I remember one time Auntie Maggie telling her not to be so unkind to me as I wept in my bed.There are many stories I can tell and even though I am in my seventies the trauma of those times still have a profound effect on me.

Some of the girls I remember vividly even though I haven't got photographs of them. I have been back to Craig y nos quite a few times but never inside , I don't know whether I could, the dread of what went on there still upsets me. After leaving Craig y nos I went into the Cimla hospital and spent just over a year there where I had my lung removed.I am quite well {for my age] and if anyone remembers me please get in touch. I was the one who had her teeth knocked out by Mary Jones, also I loved to sing and would often sing for the girls.

I remember Rita, Marjorie, Anne, Polly, Gaynor, Rose, Irene,and Elaine.

Thursday, December 06, 2007

Internet channel- Children of Craig-y-nos

If you want to check out my videos relating to the Children of Craig-y-nos project then go to:

Just had an email from the BBC saying they have added a link to the Reunion film on their web-site:

Patti in Nevada

Received an email from Brian Jones :

"If you hadn't known already you will have seen how much Adelina Patti influenced the area and its people and how much is remembered directly by, sadly, very few people now and indirectly by many others. Could this be an idea for a book? Yes, there are books but has any book looked at Patti and the local community? When I was a boy many local people had memories of Patti and memories related to Patti. Most have gone but there might still be much material out there.
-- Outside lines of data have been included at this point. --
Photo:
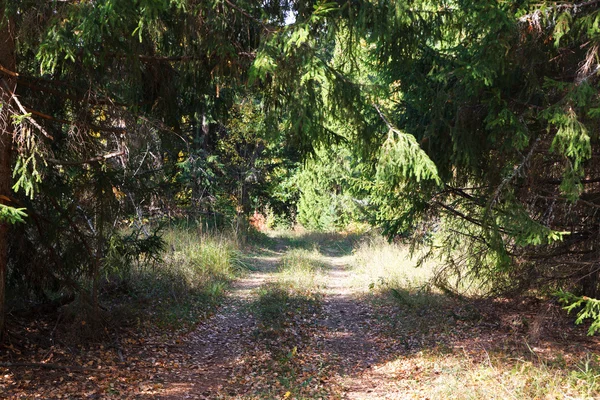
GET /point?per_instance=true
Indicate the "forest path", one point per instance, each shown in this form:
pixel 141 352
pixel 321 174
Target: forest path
pixel 226 359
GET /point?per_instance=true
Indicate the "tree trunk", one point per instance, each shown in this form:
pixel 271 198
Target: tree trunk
pixel 7 87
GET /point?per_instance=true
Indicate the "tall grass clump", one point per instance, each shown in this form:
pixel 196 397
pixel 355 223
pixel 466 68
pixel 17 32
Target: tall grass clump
pixel 190 279
pixel 380 265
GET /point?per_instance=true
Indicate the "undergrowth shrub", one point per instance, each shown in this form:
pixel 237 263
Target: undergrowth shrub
pixel 187 284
Incidentally, I was lucky enough to visit Virginia City, Nevada, an old silver boom town of the Victorian era. The Opera House was still there. In a book listing performers was the name of Adelina Patti. It must have been a massive effort on her part to get there (presumably from San Francisco) and an unusual audience for her. At that time Virginia City was very rich (for some) so the audience must have been a mix of the elegant rich and rough rowdy miners. It must have been quite an evening. Some of those silver dollars might have helped build the Craigynos Opera House."

Thank you Brian for this intriguing piece of information.

Wednesday, December 05, 2007

Patients Reunion - September 9th, Craig-y-nos Castle

Portrait of Adelina Patti hanging in the Guildhall, Brecon

How many of you have ever heard the glorious voice of Adelina Patti? Well, what could be more appropriate than this recording of her singing "Home, Sweet, Home" welcoming former child patients back to her beloved home?

We tried to get as many photographs of people as possible, nevertheless there are lots of folk missing. If any of you have photos which you would like to send to me I will add them to the next video I make.